Lawsuit stemming from trimming of neighbor’s trees based on intentional, nonaccidental conduct is excluded from coverage under insurance policy.
Henri Baccouche sued his neighbor Shelly Albert after she erected an encroaching fence and pruned trees on his property. Albert did not believe the fence encroached on Baccouche’s property and trimmed the trees because the fire department instructed her to. Albert tendered defense of the lawsuit to her insurance company Mid-Century Insurance Company (Mid-Century). The homeowners insurance policy covered property damage resulting from an “occurrence,” which it defined as an “accident.” It excluded coverage for intentional acts. Mid-Century denied Albert’s claim. Albert sued Mid-Century for breach of the insurance policy and insurance bad faith. The court granted Mid-Century’s motion for summary judgment and denied Albert’s cross-motion for summary adjudication, finding that the claims against Albert arose from nonaccidental conduct outside the terms of the policy.

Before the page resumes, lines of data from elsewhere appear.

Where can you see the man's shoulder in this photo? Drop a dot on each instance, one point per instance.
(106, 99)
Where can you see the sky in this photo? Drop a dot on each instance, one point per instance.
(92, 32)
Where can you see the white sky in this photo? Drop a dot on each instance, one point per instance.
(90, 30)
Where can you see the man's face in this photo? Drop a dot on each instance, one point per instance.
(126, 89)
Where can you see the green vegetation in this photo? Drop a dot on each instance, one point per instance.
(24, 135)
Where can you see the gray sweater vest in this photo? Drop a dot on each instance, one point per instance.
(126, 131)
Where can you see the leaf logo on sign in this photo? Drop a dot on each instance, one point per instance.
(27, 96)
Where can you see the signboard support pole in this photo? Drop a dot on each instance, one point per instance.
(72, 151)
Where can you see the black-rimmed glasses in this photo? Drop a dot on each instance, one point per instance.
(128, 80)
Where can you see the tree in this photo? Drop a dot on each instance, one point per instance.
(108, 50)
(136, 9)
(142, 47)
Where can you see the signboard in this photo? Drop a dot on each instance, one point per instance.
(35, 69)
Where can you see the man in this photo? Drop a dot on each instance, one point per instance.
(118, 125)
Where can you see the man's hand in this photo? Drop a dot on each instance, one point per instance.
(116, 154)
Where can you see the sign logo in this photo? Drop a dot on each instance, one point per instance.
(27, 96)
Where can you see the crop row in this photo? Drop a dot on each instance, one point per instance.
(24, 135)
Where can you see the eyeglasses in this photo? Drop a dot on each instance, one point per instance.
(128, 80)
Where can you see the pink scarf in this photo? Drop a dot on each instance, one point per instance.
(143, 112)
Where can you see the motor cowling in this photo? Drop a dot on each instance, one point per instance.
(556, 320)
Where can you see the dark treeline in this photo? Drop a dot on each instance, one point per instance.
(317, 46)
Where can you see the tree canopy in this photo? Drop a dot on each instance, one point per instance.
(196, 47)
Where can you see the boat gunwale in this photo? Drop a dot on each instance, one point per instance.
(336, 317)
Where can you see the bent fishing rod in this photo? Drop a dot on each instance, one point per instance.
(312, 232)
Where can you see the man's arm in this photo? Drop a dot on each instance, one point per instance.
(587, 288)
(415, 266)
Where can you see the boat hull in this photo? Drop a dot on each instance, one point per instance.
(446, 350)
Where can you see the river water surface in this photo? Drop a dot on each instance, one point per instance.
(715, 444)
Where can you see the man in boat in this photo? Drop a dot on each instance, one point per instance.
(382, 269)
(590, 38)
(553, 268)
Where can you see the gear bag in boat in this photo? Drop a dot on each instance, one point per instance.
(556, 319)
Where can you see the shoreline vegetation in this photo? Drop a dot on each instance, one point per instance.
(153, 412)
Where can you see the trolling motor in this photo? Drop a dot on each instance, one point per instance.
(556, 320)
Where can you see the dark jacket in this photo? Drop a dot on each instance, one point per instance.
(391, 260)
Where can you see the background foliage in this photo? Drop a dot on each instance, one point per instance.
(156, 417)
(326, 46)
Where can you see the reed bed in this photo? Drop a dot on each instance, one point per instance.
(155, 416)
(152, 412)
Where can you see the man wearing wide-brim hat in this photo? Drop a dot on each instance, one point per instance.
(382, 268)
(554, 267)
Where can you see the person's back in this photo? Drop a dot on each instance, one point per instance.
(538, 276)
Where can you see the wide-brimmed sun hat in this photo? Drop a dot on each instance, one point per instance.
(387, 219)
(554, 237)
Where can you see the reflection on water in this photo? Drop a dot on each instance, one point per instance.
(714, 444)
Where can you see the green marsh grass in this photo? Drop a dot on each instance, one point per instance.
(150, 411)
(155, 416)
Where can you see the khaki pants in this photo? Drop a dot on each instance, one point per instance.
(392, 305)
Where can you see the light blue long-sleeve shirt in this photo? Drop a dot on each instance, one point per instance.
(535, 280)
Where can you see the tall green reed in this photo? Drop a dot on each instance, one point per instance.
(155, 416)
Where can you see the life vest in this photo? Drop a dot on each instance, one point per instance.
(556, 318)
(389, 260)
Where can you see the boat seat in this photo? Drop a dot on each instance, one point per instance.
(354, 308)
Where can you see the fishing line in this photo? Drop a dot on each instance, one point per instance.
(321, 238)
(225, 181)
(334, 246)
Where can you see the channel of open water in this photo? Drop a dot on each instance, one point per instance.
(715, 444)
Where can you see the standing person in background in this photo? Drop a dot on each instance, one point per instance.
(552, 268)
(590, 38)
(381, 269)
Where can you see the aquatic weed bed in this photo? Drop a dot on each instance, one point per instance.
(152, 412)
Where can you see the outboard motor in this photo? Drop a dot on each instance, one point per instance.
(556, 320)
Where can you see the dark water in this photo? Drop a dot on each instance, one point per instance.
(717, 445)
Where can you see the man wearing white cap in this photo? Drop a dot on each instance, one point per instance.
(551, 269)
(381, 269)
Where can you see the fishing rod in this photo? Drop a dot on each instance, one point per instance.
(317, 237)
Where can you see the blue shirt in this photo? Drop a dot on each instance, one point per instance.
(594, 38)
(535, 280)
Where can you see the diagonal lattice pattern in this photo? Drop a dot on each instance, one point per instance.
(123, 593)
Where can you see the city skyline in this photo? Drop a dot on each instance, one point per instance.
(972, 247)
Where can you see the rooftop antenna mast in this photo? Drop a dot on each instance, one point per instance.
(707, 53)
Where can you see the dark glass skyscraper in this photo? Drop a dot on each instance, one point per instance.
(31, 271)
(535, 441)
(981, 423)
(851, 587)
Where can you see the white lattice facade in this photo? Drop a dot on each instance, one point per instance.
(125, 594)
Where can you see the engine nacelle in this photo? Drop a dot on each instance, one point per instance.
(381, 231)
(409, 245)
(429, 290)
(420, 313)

Affirmed. To prevail on the duty to defend issue on summary judgment, “the insured must prove the existence of a potential for coverage, while the insurer must establish the absence of any such potential. If an insurer seeks summary judgment on the ground the claim is excluded, it must prove the claim falls within an exclusion and the insured must prove the claim falls within the policy’s coverage. Here, Albert’s conduct was intentional because she intended the trees to be pruned, and it is irrelevant that she did not intend to damage them. There is no evidence that an unforeseen accident caused the damage. Thus, the conduct is excluded under the terms of the policy and the court was correct in granting Mid-Century’s motion. Opinion by Justice Grimes.